We conducted a prospective cohort study in an ICU of a University Hospital. All consecutive COPD patients admitted for pneumonia between September 2005 and September 2006 were included. Respiratory samples were tested for the presence of bacteria and viruses. Procalcitonin was sequentially assessed and patients classified according to the probability of the presence of a bacterial infection.

Results

Thirty four patients were included. The PCT levels were assessed in 32/34 patients, median values were: 0.493 μg/L [IQR, 0.131 to 1.471] at the time of admission, 0.724 μg/L [IQR, 0.167 to 2.646] at six hours, and 0.557 μg/L [IQR, 0.123 to 3.4] at 24 hours. The highest PCT (PCTmax) levels were less than 0.1 μg/L in 3/32 (9%) patients and greater than 0.25 μg/L in 22/32 (69%) patients, suggesting low and high probability of bacterial infection, respectively. Fifteen bacteria and five viruses were detected in 15/34 (44%) patients.

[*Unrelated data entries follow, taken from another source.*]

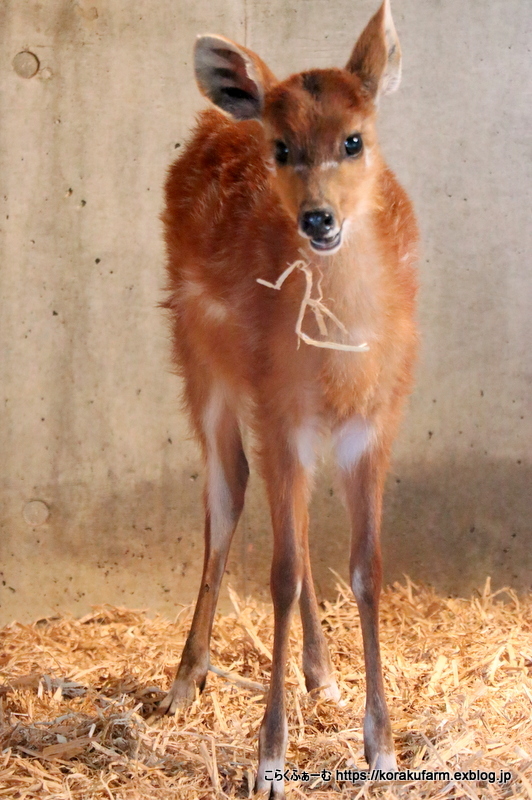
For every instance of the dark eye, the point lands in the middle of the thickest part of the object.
(281, 152)
(353, 144)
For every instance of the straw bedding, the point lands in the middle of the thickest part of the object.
(77, 695)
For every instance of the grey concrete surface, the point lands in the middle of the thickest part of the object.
(91, 426)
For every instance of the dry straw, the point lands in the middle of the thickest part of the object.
(76, 696)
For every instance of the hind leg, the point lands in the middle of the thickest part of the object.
(226, 478)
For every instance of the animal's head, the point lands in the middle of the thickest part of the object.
(320, 124)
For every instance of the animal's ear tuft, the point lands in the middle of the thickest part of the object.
(376, 58)
(232, 77)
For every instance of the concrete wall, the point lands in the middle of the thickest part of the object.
(91, 426)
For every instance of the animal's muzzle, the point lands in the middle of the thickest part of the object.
(317, 224)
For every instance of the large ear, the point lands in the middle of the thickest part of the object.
(376, 58)
(232, 77)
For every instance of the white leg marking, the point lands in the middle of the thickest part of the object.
(218, 493)
(352, 439)
(306, 439)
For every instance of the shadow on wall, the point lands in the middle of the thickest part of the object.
(451, 525)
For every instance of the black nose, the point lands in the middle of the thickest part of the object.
(318, 223)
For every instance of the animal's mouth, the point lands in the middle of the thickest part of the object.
(327, 244)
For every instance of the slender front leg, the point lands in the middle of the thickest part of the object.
(288, 495)
(364, 474)
(317, 666)
(227, 474)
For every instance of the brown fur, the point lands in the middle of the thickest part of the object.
(231, 218)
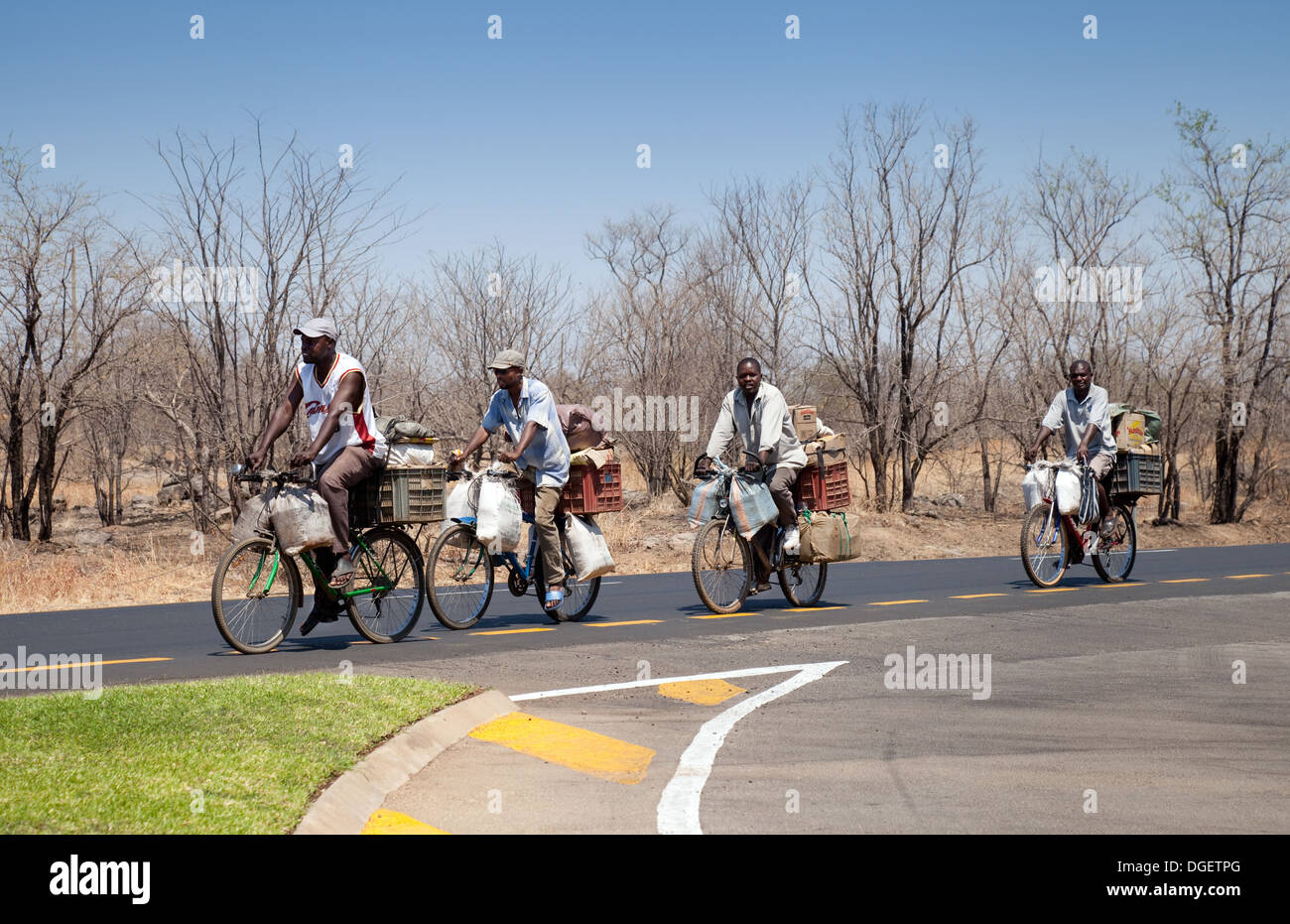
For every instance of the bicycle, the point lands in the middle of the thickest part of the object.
(459, 571)
(257, 588)
(1049, 536)
(722, 560)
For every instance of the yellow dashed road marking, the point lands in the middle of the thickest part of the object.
(577, 748)
(516, 631)
(702, 692)
(383, 821)
(78, 663)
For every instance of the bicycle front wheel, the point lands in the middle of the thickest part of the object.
(1114, 557)
(254, 595)
(458, 577)
(580, 595)
(721, 563)
(803, 584)
(1044, 546)
(388, 585)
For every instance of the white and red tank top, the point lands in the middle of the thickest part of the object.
(357, 429)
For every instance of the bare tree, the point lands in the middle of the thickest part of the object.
(901, 231)
(64, 291)
(1230, 227)
(305, 232)
(475, 306)
(769, 231)
(654, 331)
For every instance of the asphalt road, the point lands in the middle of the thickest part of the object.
(1153, 706)
(176, 641)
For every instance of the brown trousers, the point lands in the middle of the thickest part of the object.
(545, 501)
(349, 466)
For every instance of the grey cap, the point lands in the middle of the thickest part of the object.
(506, 359)
(318, 327)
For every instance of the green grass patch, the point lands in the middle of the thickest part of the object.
(241, 755)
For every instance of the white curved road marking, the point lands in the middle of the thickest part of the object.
(656, 682)
(679, 808)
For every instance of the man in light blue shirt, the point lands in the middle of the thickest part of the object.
(527, 409)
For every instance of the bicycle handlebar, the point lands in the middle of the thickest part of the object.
(240, 473)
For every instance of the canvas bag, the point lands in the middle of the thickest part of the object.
(301, 519)
(456, 505)
(827, 537)
(254, 519)
(579, 424)
(1089, 507)
(587, 549)
(751, 505)
(499, 520)
(706, 501)
(1033, 486)
(1067, 492)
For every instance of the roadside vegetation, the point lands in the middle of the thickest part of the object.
(243, 755)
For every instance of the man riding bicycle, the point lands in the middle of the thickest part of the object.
(1082, 413)
(757, 412)
(344, 443)
(528, 411)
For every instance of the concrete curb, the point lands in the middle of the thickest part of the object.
(346, 804)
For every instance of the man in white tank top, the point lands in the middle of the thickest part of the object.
(344, 442)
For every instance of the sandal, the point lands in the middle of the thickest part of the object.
(342, 576)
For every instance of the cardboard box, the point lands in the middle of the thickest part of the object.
(834, 448)
(1130, 431)
(804, 421)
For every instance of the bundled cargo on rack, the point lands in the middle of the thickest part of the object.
(827, 537)
(1139, 469)
(825, 484)
(594, 484)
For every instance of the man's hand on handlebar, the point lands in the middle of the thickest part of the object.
(301, 459)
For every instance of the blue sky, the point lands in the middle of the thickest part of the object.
(532, 140)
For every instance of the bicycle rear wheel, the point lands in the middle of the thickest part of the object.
(458, 577)
(803, 584)
(580, 595)
(254, 595)
(1114, 557)
(721, 564)
(1044, 545)
(390, 575)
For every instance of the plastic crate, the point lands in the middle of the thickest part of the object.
(1136, 473)
(412, 494)
(589, 489)
(824, 490)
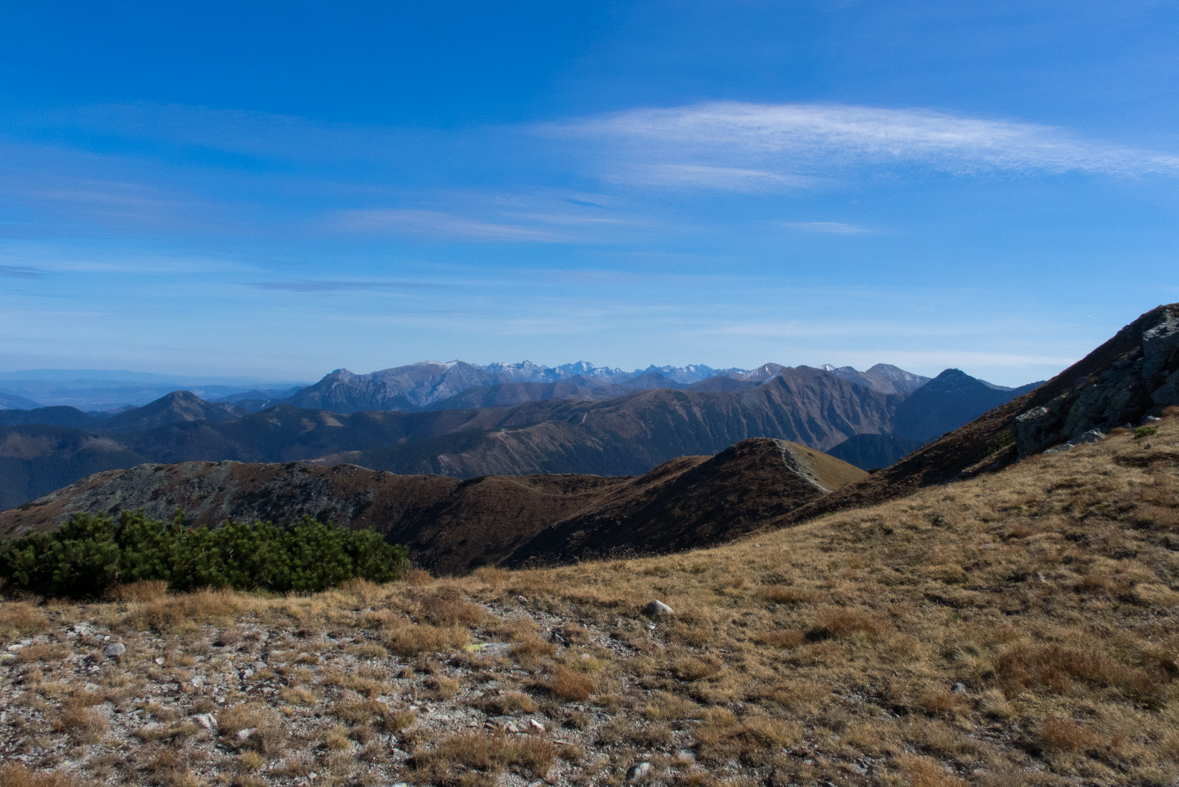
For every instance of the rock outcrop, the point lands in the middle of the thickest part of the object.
(1140, 382)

Bacteria were not detected in patients with PCTmax levels < 0.1 μg/L. In contrast, bacteria were detected in 4/7 (57%) patients estimated unlikely to have a bacterial infection by PCT levels (PCTmax > 0.1 and < 0.25 μg/L).

Conclusion

Based on these results we suggest that a PCT level cut off > 0.1 μg/L may be more appropriate than 0.25 μg/L (previously proposed for non severe lower respiratory tract infection) to predict the probability of a bacterial infection in severe COPD patients with pneumonia. Further studies testing procalcitonin-based antibiotic strategies are needed in COPD patients with severe pneumonia.